Tendencies are also important in a culture. The Gallup organizations defines our strengths are our natural patterns of thought, feeling or behavior. Like-minded people tend to have similar strengths. Therefore, having an office with many like-minded individuals tends to result in smooth interpersonal dynamics. Using the Meyers-Briggs personality as an example, an office full of introverts will make the sole extravert feel out of place, and visa versa. Introverts gain energy from being alone; extraverts gain energy from interacting with others. One is not better than the other. They’re just different.

While personality homogeneity may tend to create a smooth cultural dynamic, the potential downside is group-think and over-relying on a narrow range of skills. In contrast, a successful team accesses a wide range of strengths and uses them effectively. For instance, the office may need an office advocate. That FOW extrovert may be a good choice for this social role since they will be energized by meetings with others.   The extrovert will also be saving the rest of the team from doing a task that is effortful for them.

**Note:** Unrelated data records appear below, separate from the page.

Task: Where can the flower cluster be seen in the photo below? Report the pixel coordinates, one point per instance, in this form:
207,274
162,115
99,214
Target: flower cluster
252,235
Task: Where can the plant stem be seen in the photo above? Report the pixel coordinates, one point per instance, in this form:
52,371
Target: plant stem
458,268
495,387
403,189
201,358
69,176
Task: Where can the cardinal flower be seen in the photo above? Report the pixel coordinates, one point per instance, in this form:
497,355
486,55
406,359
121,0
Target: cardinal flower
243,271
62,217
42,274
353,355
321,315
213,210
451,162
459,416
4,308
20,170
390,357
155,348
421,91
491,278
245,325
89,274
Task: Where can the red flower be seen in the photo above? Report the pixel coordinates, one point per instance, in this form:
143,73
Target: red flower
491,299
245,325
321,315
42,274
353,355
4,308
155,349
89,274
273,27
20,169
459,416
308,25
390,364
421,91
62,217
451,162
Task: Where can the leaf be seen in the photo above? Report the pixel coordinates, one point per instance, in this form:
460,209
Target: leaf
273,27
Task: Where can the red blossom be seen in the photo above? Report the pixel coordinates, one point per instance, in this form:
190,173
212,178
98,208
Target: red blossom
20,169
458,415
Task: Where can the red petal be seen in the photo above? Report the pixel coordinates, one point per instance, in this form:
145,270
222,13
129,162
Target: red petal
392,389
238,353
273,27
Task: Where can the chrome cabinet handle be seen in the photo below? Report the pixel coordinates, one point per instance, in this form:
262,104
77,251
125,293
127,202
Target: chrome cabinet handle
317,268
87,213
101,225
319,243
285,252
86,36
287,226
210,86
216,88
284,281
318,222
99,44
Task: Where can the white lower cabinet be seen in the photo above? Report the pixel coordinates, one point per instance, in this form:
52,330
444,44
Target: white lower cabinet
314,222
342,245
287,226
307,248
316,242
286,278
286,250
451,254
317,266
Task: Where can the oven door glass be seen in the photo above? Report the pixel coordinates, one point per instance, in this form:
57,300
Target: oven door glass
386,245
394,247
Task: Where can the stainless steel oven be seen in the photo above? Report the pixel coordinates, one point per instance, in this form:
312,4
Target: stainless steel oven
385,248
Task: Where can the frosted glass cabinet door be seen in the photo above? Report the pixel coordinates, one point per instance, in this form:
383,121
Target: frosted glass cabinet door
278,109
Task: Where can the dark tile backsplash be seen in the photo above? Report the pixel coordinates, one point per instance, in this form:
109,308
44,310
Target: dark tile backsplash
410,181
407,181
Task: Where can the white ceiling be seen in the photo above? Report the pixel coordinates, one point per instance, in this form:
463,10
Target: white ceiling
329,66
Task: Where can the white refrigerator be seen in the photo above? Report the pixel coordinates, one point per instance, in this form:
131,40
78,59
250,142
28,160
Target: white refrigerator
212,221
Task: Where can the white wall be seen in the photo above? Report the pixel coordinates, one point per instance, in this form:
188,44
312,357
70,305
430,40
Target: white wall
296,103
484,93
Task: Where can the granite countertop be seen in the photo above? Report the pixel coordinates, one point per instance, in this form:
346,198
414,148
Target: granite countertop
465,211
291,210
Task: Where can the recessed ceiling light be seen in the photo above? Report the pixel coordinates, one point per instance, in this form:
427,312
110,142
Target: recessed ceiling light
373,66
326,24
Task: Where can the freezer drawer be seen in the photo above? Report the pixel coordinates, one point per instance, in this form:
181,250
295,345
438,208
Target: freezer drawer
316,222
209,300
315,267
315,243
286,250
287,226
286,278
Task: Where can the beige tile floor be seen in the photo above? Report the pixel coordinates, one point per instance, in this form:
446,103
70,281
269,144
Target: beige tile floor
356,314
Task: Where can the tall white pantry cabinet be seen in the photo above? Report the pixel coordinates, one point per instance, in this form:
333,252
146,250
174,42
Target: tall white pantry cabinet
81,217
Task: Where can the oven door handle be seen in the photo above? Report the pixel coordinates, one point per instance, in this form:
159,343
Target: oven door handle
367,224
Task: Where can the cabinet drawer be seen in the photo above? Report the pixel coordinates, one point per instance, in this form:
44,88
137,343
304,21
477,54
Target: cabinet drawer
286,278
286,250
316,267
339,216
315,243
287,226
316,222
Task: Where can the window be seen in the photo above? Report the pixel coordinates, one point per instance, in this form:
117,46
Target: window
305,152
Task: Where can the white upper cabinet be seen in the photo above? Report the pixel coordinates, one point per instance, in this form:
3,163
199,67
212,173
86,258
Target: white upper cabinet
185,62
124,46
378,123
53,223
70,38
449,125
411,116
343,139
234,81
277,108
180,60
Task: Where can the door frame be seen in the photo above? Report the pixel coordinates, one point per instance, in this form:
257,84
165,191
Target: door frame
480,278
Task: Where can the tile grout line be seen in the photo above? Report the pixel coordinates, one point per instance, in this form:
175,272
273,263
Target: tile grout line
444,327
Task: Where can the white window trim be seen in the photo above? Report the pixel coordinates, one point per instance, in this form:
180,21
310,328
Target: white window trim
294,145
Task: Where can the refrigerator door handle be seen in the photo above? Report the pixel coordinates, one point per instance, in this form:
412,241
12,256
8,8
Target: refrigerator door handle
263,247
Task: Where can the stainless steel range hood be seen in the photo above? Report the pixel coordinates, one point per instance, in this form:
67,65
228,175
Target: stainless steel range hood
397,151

Now who’s the office hero?

In sum, the FOW actually represents an opportunity to make your team stronger and round out the team skill set.   Else, the FOW just quits in disgust, leaving the others in their group-think mode. Managers have a responsibility to help the FOW find the tasks and roles that best suit their skills and tendencies, and to value the unique role they play in the group setting the example by role modeling.

Remember, we’re all genius at something. Focusing on the shortcomings and struggles of another is not only unfair and unkind, but also unproductive. Challenge yourself to discover the genius and glory of the person you don’t understand. Seeing them in a new light may also help you to see yourself differently. You’re a gazelle, have you ever felt like you were suddenly under water?

It may also be true that the FOW may need to find a pond, and the gazelle a dry stretch of land.  But in the meantime, we’re a delicate ecosystem that is full of God’s creatures that are all interdependent. Help that FOW find a little water, and you may find that she can evolve and grow lungs.